2. Diese Erwägungen sind nicht zu beanstanden:

a) Die Entscheidung des Oberlandesgerichts leidet entgegen der Ansicht des Klägers zu 1 nicht an einem Verfahrensfehler. Durch die Aufforderung des Berufungsgerichts an die Parteien, Angaben zum Wert der Beschwer zu machen, die vor der angefochtenen Entscheidung ergangen ist, hat das Berufungsgericht auch dem Kläger zu 1 hinreichend Gelegenheit zum rechtlichen Gehör gewährt. Ein Hinweis auf die Bedeutung der Angaben zur Beschwer war nach § 139 ZPO nicht erforderlich, weil die Bedeutung der Beschwer für die Zulässigkeit der Berufung zu den Grundkenntnissen gehört, die von einem Rechtsanwalt zu erwarten sind. Abgesehen davon hätte ein Hinweis des Berufungsgerichts zu keiner anderen Entscheidung geführt. Der Vortrag des Klägers zu 1 in der Begründung seiner sofortigen Beschwerde rechtfertigt es nicht, die Festsetzung der Beschwer durch das Oberlandesgericht zu ändern.

b) Das Berufungsgericht hat den Wert der Beschwer ermessensfehlerfrei festgesetzt:

(1) Die Festsetzung der Beschwer steht im pflichtgemäßen Ermessen des Berufungsgerichts. Das Gericht hat aufgrund der Umstände, die das Interesse des Klägers zu 1 an der Herausgabe begründen, die Beschwer festzusetzen. Für die Bemessung der Beschwer sind der Zuständigkeitsstreitwert und der Kostenstreitwert ohne Bedeutung. Abgesehen davon hat das Berufungsgericht den Kostenstreitwert des Landgerichts geändert und den Streitwert bezüglich der Herausgabeklage für das landgerichtliche Verfahren und das Berufungsverfahren auf 1.500 DM festgesetzt.

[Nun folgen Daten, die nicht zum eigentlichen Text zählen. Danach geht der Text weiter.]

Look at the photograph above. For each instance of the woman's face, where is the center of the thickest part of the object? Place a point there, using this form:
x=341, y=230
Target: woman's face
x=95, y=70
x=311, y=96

(2) Die Festsetzung des Beschwerdewerts durch das Oberlandesgericht ist frei von Ermessensfehlern. Das Oberlandesgericht hat auf der Grundlage des Vortrags der Parteien im Verfahren vor dem Landgericht zu Recht eine konkrete Gefahr einer möglichen mißbräuchlichen Vollstreckung aus dem Titel verneint. Auch in der Begründung der sofortigen Beschwerde hat der Kläger zu 1 keine Umstände vorgetragen, die die Vermutung rechtfertigen würden, die Beklagten würden trotz Erfüllung der Forderung aus dem Titel vollstrecken.

c) Das von den Beklagten nach Eingang der Berufungsbegründung erklärte Anerkenntnis hinsichtlich des Herausgabeverlangens hat keinen Einfluß auf das Berufungsverfahren und den angefochtenen Beschluß.

Das Berufungsgericht darf eine Sachentscheidung erst erlassen, wenn feststeht, daß die Berufung zulässig ist. Vor einer Sachentscheidung muß das Berufungsgericht unter anderem von Amts wegen prüfen und gegebenenfalls entscheiden, ob die für die Zulässigkeit der Berufung erforderliche Beschwer vorliegt.

Das Verfahren des Berufungsgerichts entspricht diesen Anforderungen. Das Berufungsgericht hat zu Recht vor einer Entscheidung in der Sache die Zulässigkeit der Berufung geprüft und die Berufung des Klägers zu 1 mit der Begründung als unzulässig verworfen, der für die Zulässigkeit erforderliche Wert der Beschwer sei nicht erreicht.